In The End
I am only 23 years old, naive and cheery. I don’t usually spend much time pondering death, other than when I’m hungover and clinging onto the side of the toilet. I have a grandmother who lives near me. When I visit her, she always makes sure I fill up on her delicious home-cooked West Indian food and take home cakes and macaroni pie with me. My grandmother was the woman who raised me since infancy while my mother was out working to support three children by herself. She fondly recalls my first wobbly steps, my love of spaghetti as a six year old and my kind nature. In my eyes, my grandmother has always looked the same throughout the years. Even now, she hasn’t seem to have aged much since I was six. But I know, as it takes her just a little longer to walk down the stairs or get out of the car, that she won’t be alive forever.

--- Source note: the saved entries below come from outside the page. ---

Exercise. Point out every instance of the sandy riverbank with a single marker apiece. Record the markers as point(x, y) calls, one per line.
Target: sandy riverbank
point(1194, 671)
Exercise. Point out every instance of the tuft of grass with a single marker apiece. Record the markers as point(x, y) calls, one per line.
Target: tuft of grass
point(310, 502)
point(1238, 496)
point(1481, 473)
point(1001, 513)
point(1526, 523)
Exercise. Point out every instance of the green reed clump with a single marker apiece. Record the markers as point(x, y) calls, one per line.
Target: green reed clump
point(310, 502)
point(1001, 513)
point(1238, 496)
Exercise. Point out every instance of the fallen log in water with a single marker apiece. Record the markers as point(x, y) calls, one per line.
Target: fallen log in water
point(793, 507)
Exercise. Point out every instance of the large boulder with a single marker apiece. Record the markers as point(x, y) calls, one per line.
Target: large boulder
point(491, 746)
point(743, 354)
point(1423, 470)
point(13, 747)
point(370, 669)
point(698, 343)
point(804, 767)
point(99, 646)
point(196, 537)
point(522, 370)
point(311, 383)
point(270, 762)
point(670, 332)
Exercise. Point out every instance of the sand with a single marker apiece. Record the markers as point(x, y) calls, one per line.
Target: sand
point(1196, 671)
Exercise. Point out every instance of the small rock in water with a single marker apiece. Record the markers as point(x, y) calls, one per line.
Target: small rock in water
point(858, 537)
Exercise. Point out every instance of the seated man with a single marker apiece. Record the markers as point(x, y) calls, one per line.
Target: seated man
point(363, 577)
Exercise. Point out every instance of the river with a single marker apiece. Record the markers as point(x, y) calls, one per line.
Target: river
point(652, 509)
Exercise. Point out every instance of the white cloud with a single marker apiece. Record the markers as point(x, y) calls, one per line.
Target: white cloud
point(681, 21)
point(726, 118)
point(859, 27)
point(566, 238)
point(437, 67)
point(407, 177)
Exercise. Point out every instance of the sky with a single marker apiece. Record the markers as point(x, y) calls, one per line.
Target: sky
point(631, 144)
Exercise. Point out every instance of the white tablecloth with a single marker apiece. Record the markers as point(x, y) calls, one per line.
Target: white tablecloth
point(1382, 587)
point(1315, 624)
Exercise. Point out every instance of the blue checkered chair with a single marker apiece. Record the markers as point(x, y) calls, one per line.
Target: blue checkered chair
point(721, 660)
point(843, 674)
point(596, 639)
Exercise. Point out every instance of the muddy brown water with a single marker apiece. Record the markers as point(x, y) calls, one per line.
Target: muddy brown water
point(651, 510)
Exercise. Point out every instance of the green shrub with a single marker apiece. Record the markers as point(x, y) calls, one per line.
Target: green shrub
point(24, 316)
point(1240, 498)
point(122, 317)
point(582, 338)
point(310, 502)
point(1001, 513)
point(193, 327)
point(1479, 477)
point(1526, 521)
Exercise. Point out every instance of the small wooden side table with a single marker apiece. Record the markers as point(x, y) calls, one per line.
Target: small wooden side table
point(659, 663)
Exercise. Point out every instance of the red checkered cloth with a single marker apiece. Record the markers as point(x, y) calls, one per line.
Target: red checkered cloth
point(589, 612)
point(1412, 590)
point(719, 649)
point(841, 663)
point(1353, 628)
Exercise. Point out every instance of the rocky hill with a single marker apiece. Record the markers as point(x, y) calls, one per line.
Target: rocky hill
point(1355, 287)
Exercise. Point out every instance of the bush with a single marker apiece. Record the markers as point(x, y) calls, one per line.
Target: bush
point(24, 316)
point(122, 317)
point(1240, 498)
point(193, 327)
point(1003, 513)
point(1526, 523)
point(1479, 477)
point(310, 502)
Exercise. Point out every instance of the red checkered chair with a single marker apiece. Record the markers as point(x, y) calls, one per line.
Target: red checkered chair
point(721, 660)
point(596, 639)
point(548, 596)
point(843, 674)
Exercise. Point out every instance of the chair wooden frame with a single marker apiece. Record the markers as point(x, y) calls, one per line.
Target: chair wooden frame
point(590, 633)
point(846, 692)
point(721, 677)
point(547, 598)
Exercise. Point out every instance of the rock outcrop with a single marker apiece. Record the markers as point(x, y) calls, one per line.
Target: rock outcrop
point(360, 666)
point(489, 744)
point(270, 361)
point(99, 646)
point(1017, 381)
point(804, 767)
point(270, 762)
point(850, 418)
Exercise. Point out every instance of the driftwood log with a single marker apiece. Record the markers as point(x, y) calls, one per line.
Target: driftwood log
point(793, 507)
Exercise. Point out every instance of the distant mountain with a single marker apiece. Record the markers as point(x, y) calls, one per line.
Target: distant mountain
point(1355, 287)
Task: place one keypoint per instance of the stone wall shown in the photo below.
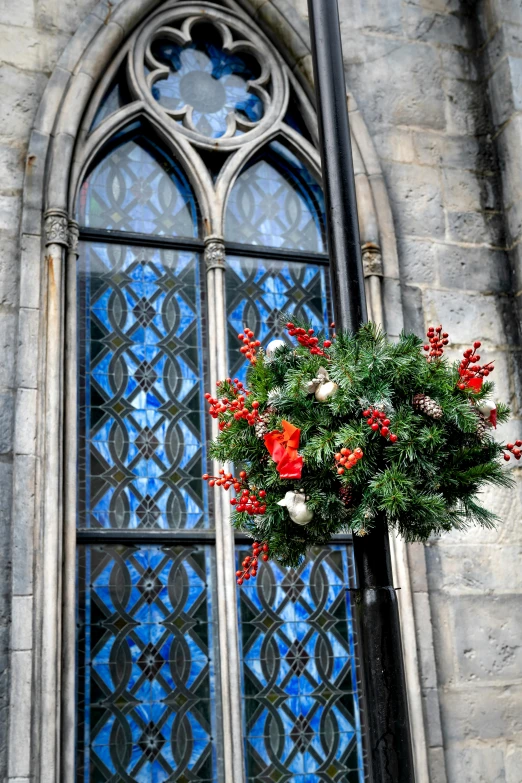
(439, 85)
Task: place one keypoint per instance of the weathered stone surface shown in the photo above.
(475, 765)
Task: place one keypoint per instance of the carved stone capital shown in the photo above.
(74, 236)
(214, 253)
(372, 260)
(56, 227)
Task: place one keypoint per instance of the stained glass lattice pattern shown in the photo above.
(258, 290)
(212, 82)
(301, 707)
(141, 367)
(277, 203)
(145, 665)
(137, 188)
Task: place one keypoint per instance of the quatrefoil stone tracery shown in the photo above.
(220, 87)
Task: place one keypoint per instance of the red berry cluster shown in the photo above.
(251, 562)
(438, 339)
(470, 370)
(250, 345)
(250, 499)
(307, 339)
(236, 405)
(378, 421)
(347, 459)
(514, 448)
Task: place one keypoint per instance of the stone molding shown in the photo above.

My sister and I are both child-free. I boldly asked her on her recent 27th birthday if she is going to have a baby with her partner and she said, incredulously “No, are you insane?!”. While my childfreedom allows me to work and enjoy time with my friends; my sister has a better job that allows her to travel, buy nice toys like her motorcycle and white car and that snazzy loft. She hosts amazing parties with hip DJs and all her Facebook photos have long lines of comments because she’s known for her lavish lifestyle, expensive style and her great parties. She’s pretty much where I want to be in 5 years (or now…).
My grandmother never expected me to have children. She said she spent her whole life taking care of children, well into her retirement, and that she would’ve liked to have seen the world. I know my grandmother loves being surrounding by loved ones. I love my grandmother deeply. She is patient, kind, funny, witty and wise. Sometimes I feel guilty I didn’t endow her with grandchildren for her to dote on in her last dying years. But it wouldn’t make sense to do something so permanent just for the short-term enjoyment of someone else. So now, when I visit my grandmother, instead of her teaching me how to change a diaper or warm infant formula, we sit on the couch and sip whiskey–reminiscing about the “old days”. I hear stories of what it is like growing up on our small island, with no electricity and no airport. I listen to what it is like to come to a cold, foreign country for the first time. I enjoy these moments with my grandmother. There won’t be any more little feet for her to take care of, but she will always have my love.